= Claude-Sébastien de Villieu =

French military officer (1674–1705)

Claude-Sébastien de Villieu (/fr/; fl. 1674–1705) was a French military officer best known for his service in New France. In addition to service during King William's War, he served for a time as military governor of Acadia.

According to his own statement, he served for fifteen years on the battlefields of Europe, beginning in 1674, before coming to New France. He participated in the defense of Quebec when it was attacked by New England colonists in 1690. In 1692 he married Judith Leneuf, the daughter of Michel Leneuf de La Vallière de Beaubassin.
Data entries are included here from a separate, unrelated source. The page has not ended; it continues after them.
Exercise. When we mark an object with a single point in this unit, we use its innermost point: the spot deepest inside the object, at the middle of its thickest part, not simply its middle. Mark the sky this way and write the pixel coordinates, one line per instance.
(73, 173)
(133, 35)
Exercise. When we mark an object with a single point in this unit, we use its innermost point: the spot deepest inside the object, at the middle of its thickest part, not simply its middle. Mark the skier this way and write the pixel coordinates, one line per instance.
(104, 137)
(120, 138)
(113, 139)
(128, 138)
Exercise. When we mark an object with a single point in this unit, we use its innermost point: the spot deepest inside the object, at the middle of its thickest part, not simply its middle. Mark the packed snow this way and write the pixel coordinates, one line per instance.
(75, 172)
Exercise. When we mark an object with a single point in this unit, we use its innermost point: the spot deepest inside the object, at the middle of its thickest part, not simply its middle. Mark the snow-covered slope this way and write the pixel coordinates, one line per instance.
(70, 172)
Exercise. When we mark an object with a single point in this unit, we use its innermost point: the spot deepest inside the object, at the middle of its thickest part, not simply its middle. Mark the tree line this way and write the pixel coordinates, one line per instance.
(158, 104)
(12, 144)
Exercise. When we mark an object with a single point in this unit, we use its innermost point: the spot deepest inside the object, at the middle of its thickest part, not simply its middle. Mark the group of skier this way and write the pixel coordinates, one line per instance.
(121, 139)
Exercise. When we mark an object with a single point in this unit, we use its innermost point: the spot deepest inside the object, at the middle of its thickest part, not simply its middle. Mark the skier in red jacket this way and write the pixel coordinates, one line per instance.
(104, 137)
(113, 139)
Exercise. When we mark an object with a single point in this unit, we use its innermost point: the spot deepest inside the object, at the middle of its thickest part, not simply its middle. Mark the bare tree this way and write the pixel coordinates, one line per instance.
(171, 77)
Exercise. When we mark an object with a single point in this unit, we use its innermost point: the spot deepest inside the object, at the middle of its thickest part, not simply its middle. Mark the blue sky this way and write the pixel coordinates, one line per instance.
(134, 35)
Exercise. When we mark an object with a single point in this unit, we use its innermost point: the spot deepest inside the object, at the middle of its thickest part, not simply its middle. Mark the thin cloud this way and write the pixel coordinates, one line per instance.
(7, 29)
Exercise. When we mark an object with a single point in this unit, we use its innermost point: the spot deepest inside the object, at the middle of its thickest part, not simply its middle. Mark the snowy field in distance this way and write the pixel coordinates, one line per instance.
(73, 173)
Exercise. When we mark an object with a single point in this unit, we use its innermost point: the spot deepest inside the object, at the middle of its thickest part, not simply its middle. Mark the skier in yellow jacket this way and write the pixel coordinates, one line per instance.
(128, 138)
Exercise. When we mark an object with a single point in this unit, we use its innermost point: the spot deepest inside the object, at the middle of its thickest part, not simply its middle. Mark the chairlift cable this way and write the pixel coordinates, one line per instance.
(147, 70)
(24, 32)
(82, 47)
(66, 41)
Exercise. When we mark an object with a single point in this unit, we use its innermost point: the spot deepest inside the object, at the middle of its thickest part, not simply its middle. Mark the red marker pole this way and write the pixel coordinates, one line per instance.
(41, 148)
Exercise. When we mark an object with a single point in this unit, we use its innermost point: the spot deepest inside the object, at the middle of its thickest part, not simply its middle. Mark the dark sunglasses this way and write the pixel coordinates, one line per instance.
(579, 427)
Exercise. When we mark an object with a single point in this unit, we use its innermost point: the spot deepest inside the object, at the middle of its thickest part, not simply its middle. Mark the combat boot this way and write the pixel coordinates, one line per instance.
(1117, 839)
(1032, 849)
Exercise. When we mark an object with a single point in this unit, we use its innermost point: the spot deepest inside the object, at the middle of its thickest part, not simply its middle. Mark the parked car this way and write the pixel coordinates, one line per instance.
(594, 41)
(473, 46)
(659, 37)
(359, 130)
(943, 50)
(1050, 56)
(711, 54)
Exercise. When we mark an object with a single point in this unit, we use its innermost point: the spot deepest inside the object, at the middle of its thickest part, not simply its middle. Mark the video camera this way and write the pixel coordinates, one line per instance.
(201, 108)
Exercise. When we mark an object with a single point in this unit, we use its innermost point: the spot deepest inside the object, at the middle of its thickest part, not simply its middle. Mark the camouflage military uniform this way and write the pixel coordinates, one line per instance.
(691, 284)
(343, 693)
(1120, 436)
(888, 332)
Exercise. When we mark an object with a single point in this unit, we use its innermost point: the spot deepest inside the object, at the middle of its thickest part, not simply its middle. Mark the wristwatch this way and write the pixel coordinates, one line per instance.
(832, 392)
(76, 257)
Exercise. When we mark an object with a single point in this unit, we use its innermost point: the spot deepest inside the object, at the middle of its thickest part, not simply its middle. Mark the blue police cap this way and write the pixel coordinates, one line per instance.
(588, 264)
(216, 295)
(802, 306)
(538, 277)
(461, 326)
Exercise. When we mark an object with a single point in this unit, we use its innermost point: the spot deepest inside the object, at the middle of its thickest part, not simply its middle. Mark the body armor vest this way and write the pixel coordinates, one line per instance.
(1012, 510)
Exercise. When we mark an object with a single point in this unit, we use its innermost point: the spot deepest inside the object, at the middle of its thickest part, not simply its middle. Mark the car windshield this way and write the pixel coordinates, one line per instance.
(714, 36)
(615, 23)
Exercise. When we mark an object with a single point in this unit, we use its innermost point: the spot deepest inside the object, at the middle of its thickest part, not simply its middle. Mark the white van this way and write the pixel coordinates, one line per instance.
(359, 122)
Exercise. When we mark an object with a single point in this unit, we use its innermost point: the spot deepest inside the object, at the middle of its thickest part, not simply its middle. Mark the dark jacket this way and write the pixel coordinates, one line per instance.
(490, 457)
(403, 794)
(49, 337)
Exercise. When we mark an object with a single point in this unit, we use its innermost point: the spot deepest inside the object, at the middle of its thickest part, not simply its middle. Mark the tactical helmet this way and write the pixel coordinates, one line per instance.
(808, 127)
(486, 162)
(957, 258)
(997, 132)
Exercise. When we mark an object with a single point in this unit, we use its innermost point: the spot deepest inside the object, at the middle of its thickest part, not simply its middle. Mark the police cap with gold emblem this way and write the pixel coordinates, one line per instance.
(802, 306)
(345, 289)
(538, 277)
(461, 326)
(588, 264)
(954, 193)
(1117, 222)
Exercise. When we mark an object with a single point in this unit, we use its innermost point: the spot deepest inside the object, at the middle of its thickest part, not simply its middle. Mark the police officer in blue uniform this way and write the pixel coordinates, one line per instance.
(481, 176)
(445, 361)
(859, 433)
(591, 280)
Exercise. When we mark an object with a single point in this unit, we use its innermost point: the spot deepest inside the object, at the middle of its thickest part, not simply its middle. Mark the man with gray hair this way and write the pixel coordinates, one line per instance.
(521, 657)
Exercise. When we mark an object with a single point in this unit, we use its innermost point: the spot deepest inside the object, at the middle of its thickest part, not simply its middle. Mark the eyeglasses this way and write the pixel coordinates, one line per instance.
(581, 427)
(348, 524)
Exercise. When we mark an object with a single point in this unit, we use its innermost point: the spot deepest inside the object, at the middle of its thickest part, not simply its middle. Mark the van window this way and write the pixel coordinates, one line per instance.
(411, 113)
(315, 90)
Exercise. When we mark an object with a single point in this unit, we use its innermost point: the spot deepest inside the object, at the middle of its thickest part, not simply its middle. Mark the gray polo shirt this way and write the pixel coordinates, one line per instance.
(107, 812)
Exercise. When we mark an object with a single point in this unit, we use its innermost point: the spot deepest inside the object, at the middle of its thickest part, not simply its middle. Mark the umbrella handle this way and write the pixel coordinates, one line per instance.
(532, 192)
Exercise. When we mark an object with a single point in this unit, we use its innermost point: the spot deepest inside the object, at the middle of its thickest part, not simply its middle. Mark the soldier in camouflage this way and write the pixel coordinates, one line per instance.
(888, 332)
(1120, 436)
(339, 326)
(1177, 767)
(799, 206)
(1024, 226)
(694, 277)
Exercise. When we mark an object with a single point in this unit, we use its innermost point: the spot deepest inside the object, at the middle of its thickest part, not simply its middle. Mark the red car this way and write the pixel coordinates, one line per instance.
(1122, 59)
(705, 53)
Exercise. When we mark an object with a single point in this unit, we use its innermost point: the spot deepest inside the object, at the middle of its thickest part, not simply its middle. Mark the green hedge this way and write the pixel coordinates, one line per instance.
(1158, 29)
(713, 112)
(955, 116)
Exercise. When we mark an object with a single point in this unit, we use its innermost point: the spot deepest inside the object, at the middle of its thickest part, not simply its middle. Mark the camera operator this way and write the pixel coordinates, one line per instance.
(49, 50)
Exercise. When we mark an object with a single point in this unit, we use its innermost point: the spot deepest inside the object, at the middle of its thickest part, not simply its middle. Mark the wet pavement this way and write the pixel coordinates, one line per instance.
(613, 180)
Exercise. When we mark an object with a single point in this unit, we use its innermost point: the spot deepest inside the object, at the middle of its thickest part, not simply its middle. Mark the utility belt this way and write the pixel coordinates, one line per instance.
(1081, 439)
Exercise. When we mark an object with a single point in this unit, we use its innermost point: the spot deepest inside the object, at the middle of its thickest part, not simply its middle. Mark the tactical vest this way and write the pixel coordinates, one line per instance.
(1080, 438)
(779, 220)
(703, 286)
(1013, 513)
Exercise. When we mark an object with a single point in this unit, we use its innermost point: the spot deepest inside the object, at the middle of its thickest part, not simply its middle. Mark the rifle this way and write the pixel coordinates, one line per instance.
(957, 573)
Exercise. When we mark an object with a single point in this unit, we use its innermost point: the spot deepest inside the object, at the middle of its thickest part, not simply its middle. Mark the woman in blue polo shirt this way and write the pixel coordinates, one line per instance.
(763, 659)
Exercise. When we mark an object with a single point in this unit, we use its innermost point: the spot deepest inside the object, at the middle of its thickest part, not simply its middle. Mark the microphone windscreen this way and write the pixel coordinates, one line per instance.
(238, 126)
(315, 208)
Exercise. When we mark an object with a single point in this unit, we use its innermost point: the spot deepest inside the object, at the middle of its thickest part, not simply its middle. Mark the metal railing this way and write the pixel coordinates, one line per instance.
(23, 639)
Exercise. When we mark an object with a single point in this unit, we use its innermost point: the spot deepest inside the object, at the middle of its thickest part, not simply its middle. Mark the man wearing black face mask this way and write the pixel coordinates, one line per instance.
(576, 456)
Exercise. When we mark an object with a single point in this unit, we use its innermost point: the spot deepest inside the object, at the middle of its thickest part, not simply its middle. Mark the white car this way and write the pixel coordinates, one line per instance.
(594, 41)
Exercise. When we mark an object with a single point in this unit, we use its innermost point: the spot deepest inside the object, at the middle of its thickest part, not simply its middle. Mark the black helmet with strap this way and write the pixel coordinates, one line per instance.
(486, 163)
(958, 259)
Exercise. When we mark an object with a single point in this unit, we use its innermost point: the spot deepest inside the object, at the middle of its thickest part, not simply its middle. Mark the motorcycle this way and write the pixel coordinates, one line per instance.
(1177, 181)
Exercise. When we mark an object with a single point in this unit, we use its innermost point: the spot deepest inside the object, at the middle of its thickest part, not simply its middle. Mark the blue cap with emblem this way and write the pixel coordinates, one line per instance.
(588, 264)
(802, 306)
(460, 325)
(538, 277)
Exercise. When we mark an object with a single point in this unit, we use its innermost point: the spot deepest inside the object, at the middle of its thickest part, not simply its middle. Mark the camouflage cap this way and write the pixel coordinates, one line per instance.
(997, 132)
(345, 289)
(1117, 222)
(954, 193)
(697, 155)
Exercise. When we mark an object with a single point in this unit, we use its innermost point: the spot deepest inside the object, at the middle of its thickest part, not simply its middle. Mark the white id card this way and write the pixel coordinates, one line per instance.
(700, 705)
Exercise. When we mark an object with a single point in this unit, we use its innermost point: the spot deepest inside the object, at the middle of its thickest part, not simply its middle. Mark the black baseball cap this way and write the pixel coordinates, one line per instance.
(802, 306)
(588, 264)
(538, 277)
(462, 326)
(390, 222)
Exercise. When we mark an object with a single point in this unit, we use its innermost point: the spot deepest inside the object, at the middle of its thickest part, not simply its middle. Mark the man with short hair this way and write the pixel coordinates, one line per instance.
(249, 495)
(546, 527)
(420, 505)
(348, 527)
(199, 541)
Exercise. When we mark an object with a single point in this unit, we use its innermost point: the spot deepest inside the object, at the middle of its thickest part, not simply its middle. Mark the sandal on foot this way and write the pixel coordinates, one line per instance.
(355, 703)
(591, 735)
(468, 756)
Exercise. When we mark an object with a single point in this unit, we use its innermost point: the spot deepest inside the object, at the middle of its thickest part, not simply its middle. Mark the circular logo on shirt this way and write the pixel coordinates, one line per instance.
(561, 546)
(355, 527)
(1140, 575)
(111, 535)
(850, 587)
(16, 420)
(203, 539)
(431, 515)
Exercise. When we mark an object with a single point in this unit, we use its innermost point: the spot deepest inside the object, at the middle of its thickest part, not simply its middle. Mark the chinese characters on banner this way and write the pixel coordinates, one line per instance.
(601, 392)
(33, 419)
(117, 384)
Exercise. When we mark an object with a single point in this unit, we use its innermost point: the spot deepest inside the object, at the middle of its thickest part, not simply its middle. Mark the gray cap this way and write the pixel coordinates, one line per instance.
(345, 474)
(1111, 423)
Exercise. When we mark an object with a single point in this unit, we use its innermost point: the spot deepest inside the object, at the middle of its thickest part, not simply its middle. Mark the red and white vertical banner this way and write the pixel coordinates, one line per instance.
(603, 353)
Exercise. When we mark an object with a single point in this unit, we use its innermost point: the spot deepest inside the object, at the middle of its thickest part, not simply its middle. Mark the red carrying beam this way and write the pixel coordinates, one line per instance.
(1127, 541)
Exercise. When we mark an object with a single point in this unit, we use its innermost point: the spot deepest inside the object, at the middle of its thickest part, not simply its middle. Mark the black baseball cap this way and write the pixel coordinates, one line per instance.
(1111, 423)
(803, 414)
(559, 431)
He led French forces in the 1694 raid on Durham, New Hampshire, after which he was rewarded with command of Fort Nashwaak (at present-day Fredericton, New Brunswick). He participated with Jean-Vincent d'Abbadie de Saint-Castin in Pierre Le Moyne d'Iberville's successful Siege of Pemaquid in 1696. The ship carrying him from Pemaquid (in present-day Bristol, Maine) was captured, and he was imprisoned in Boston. Eventually released back to France, he returned to Acadia, where he served as the temporary governor from July 1700 to December 1701 after the death of governor Robineau de Villebon.

Little is known of the rest of his life. He was known to have difficult relations with his superiors, but was popular with the people in Acadia.